Thursday, January 04, 2018

Good intentions and unintended consequences

People with good intentions aren't necessarily making the homeless problem better. In fact they may be making it worse by in effect enabling the homeless to remain homeless.

That's one of the primary reasons for passing Gavin Newsom's Care Not Cash by city voters in 2002. Before that the city was giving the homeless $300 a month in cash. After Care Not Cash went into effect, 1,000 people dropped off the list of those receiving the payments. Turns out they just wanted cash, not care. The cash wasn't spent on housing but for drugs and alcohol.

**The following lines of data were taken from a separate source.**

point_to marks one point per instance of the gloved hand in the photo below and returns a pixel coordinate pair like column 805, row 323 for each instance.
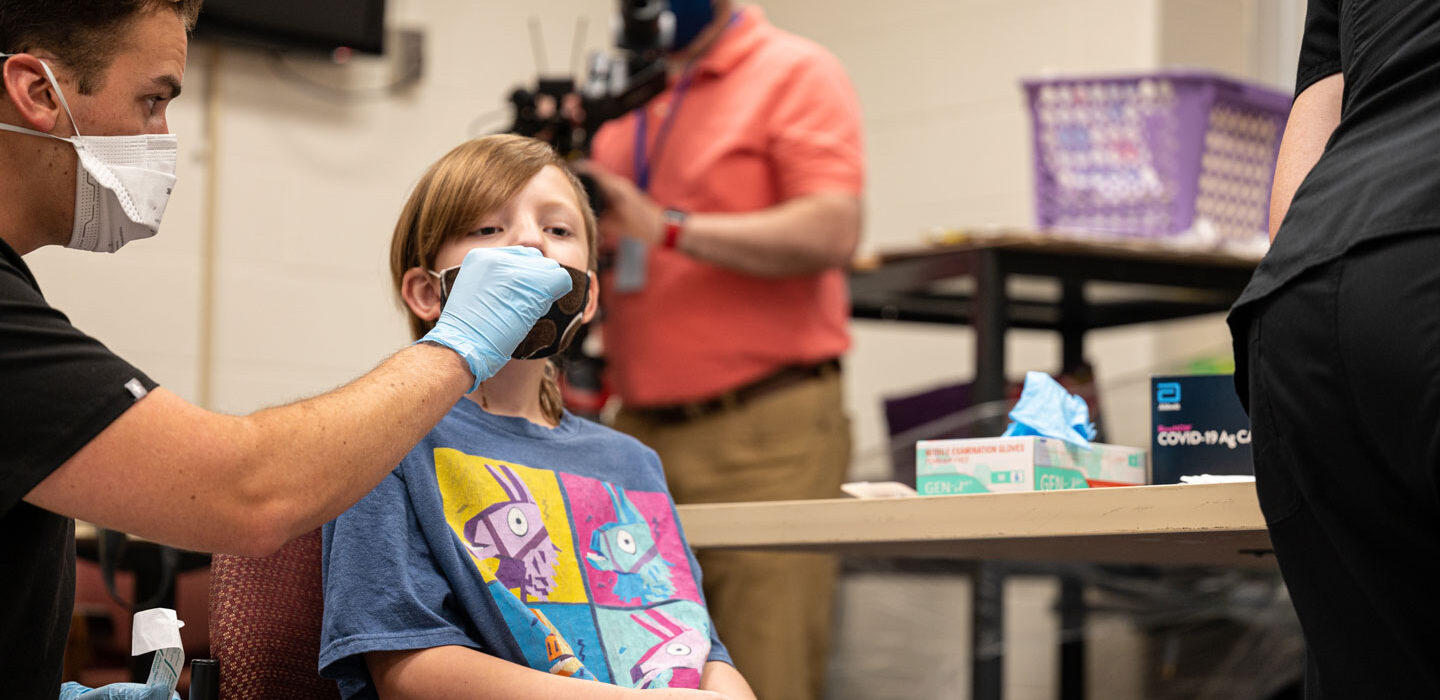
column 115, row 692
column 497, row 297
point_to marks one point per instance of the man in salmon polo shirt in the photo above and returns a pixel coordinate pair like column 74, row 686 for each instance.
column 733, row 203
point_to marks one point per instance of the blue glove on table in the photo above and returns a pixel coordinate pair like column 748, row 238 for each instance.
column 497, row 297
column 115, row 692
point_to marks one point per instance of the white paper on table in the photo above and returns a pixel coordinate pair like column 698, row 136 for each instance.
column 1216, row 478
column 159, row 630
column 877, row 490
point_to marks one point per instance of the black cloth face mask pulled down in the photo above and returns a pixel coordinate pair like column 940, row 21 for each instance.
column 556, row 329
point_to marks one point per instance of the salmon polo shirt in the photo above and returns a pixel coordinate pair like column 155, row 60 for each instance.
column 768, row 117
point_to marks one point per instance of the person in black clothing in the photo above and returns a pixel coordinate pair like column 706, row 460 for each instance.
column 88, row 163
column 1338, row 349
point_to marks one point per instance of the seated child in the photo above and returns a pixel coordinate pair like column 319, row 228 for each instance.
column 517, row 550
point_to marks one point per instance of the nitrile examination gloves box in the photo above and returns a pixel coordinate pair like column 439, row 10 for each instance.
column 1028, row 463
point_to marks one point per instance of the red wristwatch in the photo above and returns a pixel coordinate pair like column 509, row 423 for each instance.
column 674, row 226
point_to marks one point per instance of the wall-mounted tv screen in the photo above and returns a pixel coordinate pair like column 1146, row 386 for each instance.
column 306, row 25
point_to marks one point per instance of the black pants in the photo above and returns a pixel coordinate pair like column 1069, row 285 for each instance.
column 1344, row 392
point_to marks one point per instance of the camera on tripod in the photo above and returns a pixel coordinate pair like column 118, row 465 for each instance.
column 568, row 114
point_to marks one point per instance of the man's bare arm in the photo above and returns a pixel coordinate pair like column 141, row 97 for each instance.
column 798, row 236
column 1314, row 117
column 174, row 473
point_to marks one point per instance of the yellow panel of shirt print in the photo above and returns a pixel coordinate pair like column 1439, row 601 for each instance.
column 513, row 520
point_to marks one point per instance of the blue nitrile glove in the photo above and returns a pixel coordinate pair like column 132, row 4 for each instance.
column 115, row 692
column 1046, row 408
column 497, row 297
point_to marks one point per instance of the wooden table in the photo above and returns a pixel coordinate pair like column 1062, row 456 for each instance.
column 1184, row 525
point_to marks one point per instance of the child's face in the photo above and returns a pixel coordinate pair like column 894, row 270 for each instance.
column 545, row 215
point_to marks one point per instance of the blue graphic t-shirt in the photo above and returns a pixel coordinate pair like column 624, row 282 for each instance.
column 558, row 549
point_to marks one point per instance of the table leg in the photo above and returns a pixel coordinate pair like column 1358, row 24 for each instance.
column 1073, row 323
column 990, row 334
column 987, row 633
column 1072, row 638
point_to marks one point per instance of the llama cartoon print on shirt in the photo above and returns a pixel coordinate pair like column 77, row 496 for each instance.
column 678, row 648
column 591, row 579
column 513, row 523
column 627, row 546
column 513, row 532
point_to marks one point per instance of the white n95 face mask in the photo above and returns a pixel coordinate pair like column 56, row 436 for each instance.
column 121, row 186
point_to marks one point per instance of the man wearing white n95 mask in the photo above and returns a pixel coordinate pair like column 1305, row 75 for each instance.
column 87, row 162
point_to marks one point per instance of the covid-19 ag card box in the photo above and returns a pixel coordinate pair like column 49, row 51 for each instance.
column 1198, row 428
column 1030, row 463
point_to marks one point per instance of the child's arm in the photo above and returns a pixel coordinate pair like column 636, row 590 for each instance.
column 439, row 673
column 726, row 680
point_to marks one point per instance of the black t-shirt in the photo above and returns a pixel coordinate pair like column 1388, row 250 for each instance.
column 1380, row 173
column 58, row 389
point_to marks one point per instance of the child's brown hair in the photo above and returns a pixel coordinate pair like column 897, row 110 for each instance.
column 467, row 183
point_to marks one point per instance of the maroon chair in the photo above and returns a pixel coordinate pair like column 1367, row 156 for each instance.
column 265, row 624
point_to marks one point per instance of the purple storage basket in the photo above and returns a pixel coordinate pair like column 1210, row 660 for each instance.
column 1155, row 154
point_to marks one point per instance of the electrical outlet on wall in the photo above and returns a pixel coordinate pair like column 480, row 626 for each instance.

Of course the city's leftist leaders immediately claimed that Care Not Cash was an "attack" on the homeless, who were simply poor people who couldn't pay the rent in pricey San Francisco, a half-truth at best. Anybody with eyes could see that many of the most visible homeless had mental health and alcohol/drug issues.

I posted about the good intentions issue two years ago: "Helping" the homeless---to remain homeless?

Not surprising to learn that other counties in the state are struggling with the same issue, like Orange County: As West Coast Fights Homelessness, Kindness Is Contentious.

People with good intentions are now giving the homeless tents, which is one reason we now have tent cities in San Francisco.

But the point is to get the homeless off our streets, not to make it more comfortable for them to be homeless.